À bout de forces, démuni face à l’institution, il pense tout laisser tomber. Comme ces gamins de la classe d’accueil qu’il a parfois recroisés et qui ont mal tourné. «J’aurais pu sombrer à ce moment-là», soupire-t-il. En dernier recours, il fait appel au médiateur scolaire et obtient un entretien avec le directeur du lycée technique du Centre. «Je lui ai dit que je voulais valider ma 5e, que j’étais déterminé à aller jusqu’au DT.» Le chef d’établissement lui ouvre grand ses portes : Gabriel peut à nouveau respirer et s’inscrit en 4e quelques jours plus tard.

Alors, ce matin, en préparant ses affaires dans la petite chambre du nouvel appartement où il vit avec sa mère, son sourire ne l’a pas quitté. Gabriel sait que ce ne sera pas facile, mais réalise aussi tout le chemin déjà parcouru. «Oui, je suis fier. Quand tu n’es pas né ici, c’est beaucoup plus difficile. Les profs ne semblent pas en tenir compte.

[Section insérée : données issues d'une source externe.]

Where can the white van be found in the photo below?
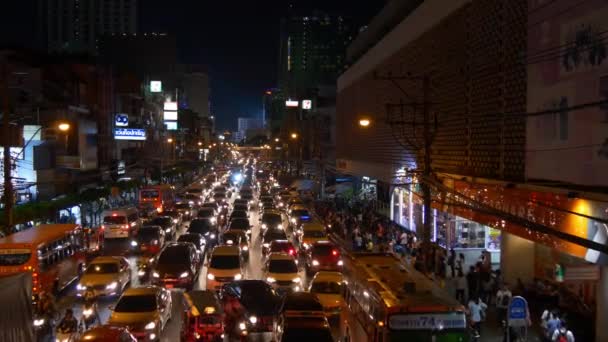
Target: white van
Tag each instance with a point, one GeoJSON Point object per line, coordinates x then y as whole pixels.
{"type": "Point", "coordinates": [120, 223]}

Certains m’ont soutenu, d’autres, enfoncé. Au fil de mon parcours, j’ai beaucoup appris», note-t-il.

«Aujourd’hui, je pense différemment. Peu importe les propos négatifs ou les déceptions, je me concentre sur ce qui est important et je me sens prêt à construire ma vie.» Une fois son diplôme en poche, Gabriel ne sait pas s’il restera au Luxembourg, ou s’il retournera au Brésil, comme sa sœur, devenue avocate. Il verra le moment venu. Pour l’heure, il a hâte de démarrer les cours : «Cette rentrée, je la vois comme une nouvelle bataille à mener, et la guerre je vais la gagner.»